Hasta ahora, tal vez no sea el segundo mejor. Pero él ha estado presente. Un objetivo. Cinco oportunidades creadas. Siete juegos después. España no ha perdido un partido desde que nació, básicamente: catorce partidos invicto con Yamal en el campo. La correlación es difícil de ignorar, incluso si la causalidad se debate en los bares deportivos de todas partes.
El fantasma en el tendón de la corva
Para empezar, esto no estaba limpio. Yamal llegó al torneo con un problema en el tendón de la corva izquierdo. Las lesiones de los isquiotibiales son traicioneras. Las lágrimas de grado 1 son molestias leves. Los desgarros de grado 3 ponen fin a la temporada y el músculo se rinde por completo. ¿Entre? La zona gris donde la recuperación lleva días o meses y la nueva lesión está a la vuelta de la esquina.

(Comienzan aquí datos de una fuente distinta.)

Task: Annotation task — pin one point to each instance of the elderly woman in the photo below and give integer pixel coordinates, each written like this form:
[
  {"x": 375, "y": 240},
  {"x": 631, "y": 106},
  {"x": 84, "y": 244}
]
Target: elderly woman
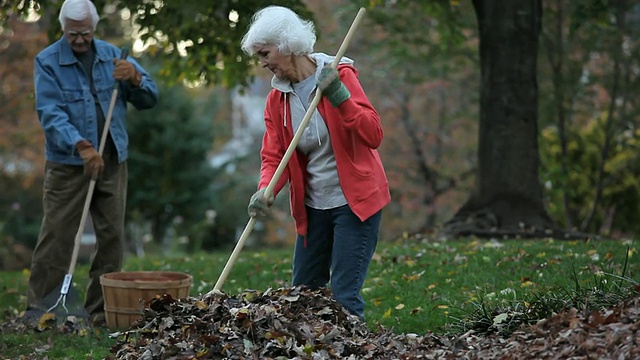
[{"x": 337, "y": 183}]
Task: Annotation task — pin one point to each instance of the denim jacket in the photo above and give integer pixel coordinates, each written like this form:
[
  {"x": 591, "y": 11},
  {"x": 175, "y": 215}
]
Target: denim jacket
[{"x": 66, "y": 107}]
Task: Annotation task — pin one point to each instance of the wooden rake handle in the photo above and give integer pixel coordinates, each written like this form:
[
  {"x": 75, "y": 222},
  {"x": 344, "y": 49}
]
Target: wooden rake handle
[{"x": 287, "y": 155}]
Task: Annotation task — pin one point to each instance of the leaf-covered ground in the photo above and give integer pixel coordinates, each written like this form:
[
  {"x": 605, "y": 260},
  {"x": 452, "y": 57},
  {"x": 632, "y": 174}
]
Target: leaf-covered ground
[{"x": 298, "y": 323}]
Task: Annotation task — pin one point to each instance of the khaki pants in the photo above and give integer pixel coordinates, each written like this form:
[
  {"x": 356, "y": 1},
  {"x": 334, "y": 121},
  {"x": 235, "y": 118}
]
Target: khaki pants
[{"x": 65, "y": 191}]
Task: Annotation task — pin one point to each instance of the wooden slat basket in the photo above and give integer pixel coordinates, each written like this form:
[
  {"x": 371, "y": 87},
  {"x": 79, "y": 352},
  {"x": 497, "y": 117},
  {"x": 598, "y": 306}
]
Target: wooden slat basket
[{"x": 125, "y": 293}]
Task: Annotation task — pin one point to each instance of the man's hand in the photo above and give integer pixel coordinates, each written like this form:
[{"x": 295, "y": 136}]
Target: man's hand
[
  {"x": 93, "y": 163},
  {"x": 258, "y": 205},
  {"x": 125, "y": 70},
  {"x": 331, "y": 86}
]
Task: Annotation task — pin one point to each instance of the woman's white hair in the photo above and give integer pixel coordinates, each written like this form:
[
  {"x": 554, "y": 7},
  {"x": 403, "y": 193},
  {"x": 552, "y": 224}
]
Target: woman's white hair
[
  {"x": 280, "y": 26},
  {"x": 78, "y": 10}
]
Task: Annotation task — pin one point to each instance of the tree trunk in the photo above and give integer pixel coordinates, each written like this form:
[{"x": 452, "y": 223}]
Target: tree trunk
[{"x": 507, "y": 199}]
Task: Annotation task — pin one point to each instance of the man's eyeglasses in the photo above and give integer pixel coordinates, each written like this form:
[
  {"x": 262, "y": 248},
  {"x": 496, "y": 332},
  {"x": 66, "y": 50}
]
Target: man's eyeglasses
[{"x": 76, "y": 34}]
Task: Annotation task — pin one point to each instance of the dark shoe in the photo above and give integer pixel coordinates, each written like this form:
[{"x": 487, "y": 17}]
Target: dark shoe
[{"x": 31, "y": 317}]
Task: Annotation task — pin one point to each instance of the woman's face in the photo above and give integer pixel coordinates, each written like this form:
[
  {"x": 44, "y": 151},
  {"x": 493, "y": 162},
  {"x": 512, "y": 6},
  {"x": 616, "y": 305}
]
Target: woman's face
[{"x": 270, "y": 58}]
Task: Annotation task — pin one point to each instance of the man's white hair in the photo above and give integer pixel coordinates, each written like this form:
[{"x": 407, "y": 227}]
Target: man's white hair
[
  {"x": 280, "y": 26},
  {"x": 78, "y": 10}
]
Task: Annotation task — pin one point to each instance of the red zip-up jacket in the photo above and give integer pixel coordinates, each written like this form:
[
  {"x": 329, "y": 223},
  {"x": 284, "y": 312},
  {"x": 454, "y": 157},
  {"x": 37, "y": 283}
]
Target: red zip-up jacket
[{"x": 356, "y": 133}]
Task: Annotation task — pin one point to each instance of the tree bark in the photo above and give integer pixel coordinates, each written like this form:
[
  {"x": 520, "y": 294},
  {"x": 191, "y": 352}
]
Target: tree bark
[{"x": 507, "y": 199}]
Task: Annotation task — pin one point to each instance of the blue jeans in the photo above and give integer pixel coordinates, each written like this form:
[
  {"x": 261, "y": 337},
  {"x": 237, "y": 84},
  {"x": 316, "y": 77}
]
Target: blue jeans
[{"x": 338, "y": 249}]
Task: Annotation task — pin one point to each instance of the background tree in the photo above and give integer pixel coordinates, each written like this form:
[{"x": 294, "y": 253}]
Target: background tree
[{"x": 508, "y": 197}]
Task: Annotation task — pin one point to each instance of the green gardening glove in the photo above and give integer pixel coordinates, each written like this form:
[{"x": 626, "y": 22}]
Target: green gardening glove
[
  {"x": 259, "y": 205},
  {"x": 331, "y": 86}
]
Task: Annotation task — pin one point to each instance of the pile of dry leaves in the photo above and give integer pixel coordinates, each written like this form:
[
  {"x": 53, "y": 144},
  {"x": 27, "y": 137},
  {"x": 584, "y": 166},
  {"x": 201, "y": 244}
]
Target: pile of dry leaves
[{"x": 299, "y": 323}]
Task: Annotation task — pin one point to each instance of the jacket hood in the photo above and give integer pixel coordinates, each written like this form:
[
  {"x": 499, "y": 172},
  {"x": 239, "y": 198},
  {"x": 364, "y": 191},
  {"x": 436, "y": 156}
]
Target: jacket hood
[{"x": 321, "y": 60}]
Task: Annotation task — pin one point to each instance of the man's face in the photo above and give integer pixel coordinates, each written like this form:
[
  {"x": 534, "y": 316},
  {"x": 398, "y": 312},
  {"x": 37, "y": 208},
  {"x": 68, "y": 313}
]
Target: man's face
[
  {"x": 79, "y": 34},
  {"x": 270, "y": 58}
]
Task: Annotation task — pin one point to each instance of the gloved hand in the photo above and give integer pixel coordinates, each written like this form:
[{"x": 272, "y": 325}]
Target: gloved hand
[
  {"x": 258, "y": 205},
  {"x": 125, "y": 70},
  {"x": 93, "y": 163},
  {"x": 331, "y": 86}
]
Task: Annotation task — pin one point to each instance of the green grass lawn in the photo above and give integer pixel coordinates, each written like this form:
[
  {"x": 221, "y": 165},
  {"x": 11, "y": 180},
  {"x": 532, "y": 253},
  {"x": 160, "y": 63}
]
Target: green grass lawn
[{"x": 414, "y": 285}]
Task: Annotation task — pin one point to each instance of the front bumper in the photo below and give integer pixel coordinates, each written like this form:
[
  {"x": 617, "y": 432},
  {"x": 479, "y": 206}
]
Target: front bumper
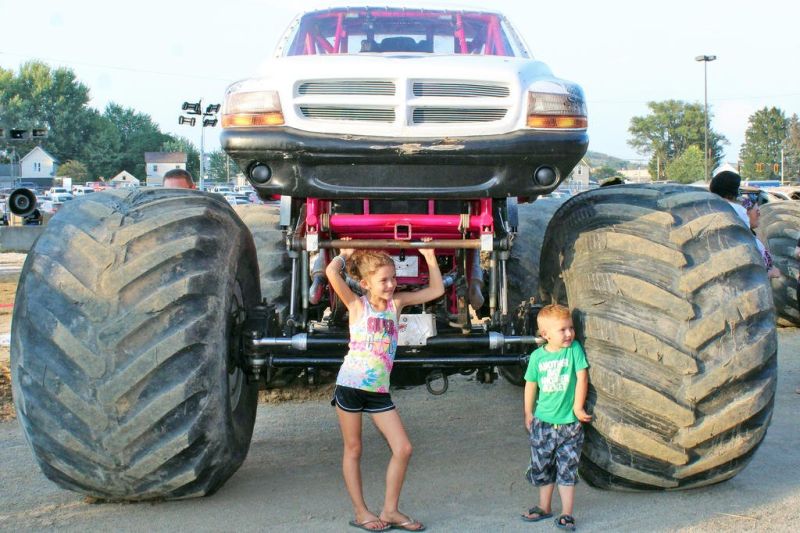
[{"x": 345, "y": 166}]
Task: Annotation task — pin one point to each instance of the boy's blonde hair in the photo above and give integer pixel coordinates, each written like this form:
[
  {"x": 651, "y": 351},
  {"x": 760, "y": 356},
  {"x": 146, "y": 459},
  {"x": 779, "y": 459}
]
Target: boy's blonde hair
[
  {"x": 362, "y": 262},
  {"x": 552, "y": 311}
]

Durante la semifinal contra Francia, justo después de arrastrar a Kylian Mbappé al suelo, Yamal lo agarró del muslo. Duro. Siguió jugando. Ningún médico se apresuró a llegar. Pero cuando salió del campo después, la cojera era innegable. Los fanáticos comenzaron a sudar. La vieja herida no había desaparecido. Estaba esperando.
Niebla de guerra
Nadie sabe lo que realmente sucede debajo del vendaje. No se han filtrado informes médicos. No circulan rayos X. Los entrenadores guardan silencio. Tienen que serlo. Si Argentina sabe que está gaseado o sufriendo, lo explotarán.
Entonces esperamos.
Quedan tres días. De jueves a domingo es un período corto. Tiempo suficiente para descansar. Tal vez. ¿Tiempo suficiente para un milagro? Tal vez. Yamal sólo se estiró hoy. No corrió. No pateó. La incertidumbre es parte de la estrategia, se admita o no.
Si el tendón de la corva aguanta, España gana con genialidad. Si se rompe, veremos si la racha de 14 juegos muere con él.
Por ahora, la pierna izquierda sigue siendo la variable silenciosa. La pelota no miente. Pero ciertamente no le dirá cómo se sentirá el jugador mañana.